3. Presumption of authority to issue bonds. - Where a corporation has power under any circumstances to sue negotiable securities, the bona fide taker has a right to presume they were issued under circumstances which gave the requisite authority, and that they are no more liable to be impeached for any infirmity, in the hands of the holder, than any other commercial paper. (Supervisors v. Schenck, 5 Wall. 784; Herne v. Nichols, 1 Salk. 289; 'Merchants' Bank v. State Bank, 10 Wall. 646; Steamboat Company v. McCutchen and Collins, 13 Penn. St. 13.) Ib.

NEGLIGENCE.

1 Evidence of experts: where admissible. In an action to recover for the loss of plaintiff's barge, which defendants undertook to tow through Long Island Sound, a witness who had testified that for many years

he had been captain of a tug-boat, and was familiar with the making up of tows; that he was a pilot and had towed vessels on Long Island Sound, and was familiar with the wates of Chesapeake Bay, was asked: "With your experience, would it be safe or prudent for a tug-boat on Chesapeake Bay, or any other wide water, to tug three boats abreast, with a high wind?” Held, a proper question. Clark v. Baird, 9 N. Y. 183; Bears v. Copely, 10 id. 93; Harris v. Panama R. R. Co., 4 Jones & Spencer, 373; Jackson v. N. Y. C. R. R. Co, 2 T. & C. 653; Moore v. Westcoult, 9 Bosw. 558; Price v. Hartshorn, 44 N. Y. 94; Walsh v. Washington Marine Ins. Co., 32 id. 427. Judgment of Circuit Court, E. D., Pennsylvania, affirmed. Eastern Transportation Line, plaintiff in error, v. Hope. Opinion by Hunt, J.

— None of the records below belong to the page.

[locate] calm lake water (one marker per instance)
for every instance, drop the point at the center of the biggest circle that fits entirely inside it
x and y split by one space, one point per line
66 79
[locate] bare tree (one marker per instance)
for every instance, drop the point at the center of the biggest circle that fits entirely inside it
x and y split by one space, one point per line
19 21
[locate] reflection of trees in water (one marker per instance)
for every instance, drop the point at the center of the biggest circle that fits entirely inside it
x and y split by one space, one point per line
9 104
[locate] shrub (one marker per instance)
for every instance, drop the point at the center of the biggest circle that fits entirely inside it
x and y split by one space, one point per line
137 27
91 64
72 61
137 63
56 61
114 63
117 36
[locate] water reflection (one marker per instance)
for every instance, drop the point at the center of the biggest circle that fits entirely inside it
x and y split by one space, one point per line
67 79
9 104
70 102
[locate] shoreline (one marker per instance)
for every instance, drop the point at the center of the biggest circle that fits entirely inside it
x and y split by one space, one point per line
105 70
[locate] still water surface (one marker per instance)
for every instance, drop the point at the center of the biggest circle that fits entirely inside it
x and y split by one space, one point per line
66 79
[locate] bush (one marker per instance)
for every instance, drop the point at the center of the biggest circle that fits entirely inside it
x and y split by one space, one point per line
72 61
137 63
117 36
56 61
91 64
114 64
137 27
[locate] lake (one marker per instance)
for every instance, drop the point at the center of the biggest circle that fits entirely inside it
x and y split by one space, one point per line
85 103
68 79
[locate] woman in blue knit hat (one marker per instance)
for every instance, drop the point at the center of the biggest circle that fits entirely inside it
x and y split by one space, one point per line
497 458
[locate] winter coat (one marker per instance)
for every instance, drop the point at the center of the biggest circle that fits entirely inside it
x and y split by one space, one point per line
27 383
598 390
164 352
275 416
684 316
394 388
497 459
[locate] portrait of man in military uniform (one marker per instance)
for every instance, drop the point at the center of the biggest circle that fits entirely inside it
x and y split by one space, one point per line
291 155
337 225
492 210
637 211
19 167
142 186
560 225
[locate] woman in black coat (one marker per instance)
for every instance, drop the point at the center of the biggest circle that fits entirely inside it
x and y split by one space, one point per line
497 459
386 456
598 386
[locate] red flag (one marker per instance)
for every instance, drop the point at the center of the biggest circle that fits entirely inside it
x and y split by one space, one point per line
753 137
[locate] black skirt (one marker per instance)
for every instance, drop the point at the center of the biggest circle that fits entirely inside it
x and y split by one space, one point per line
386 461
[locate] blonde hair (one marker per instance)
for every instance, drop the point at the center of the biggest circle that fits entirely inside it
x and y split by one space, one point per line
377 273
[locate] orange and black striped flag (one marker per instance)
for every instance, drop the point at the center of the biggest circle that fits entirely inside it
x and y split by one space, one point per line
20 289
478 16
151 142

2. Tug-boat towing barge: what care required of tug owner.-In reply to a request by defendant to charge, the court answered: "By the contract between the parties the defendants undertook to tow the plaintiff's barge from Jersey City to New Haven. As a necessary incident of this engagement the defendants were entitled and were bound to assume supreme control and direction of the plaintiff's boat, and of the persons in charge of her, so far as was necessary to enable them to fulfill their engagement, and they were bound to exercise such degree of diligence and care as a prudent and skillful performance of the service for which they stipulated would require." Held, no error. (Alexander v. Greene, 3 Hill, 9.) Ib.

3. Error in request to charge. If a request to charge contains one unsound proposition, it is not error to refuse to make the charge, although it contains many sound propositions. (Bearer v. Taylor, 93 U. S. 46.) Ib.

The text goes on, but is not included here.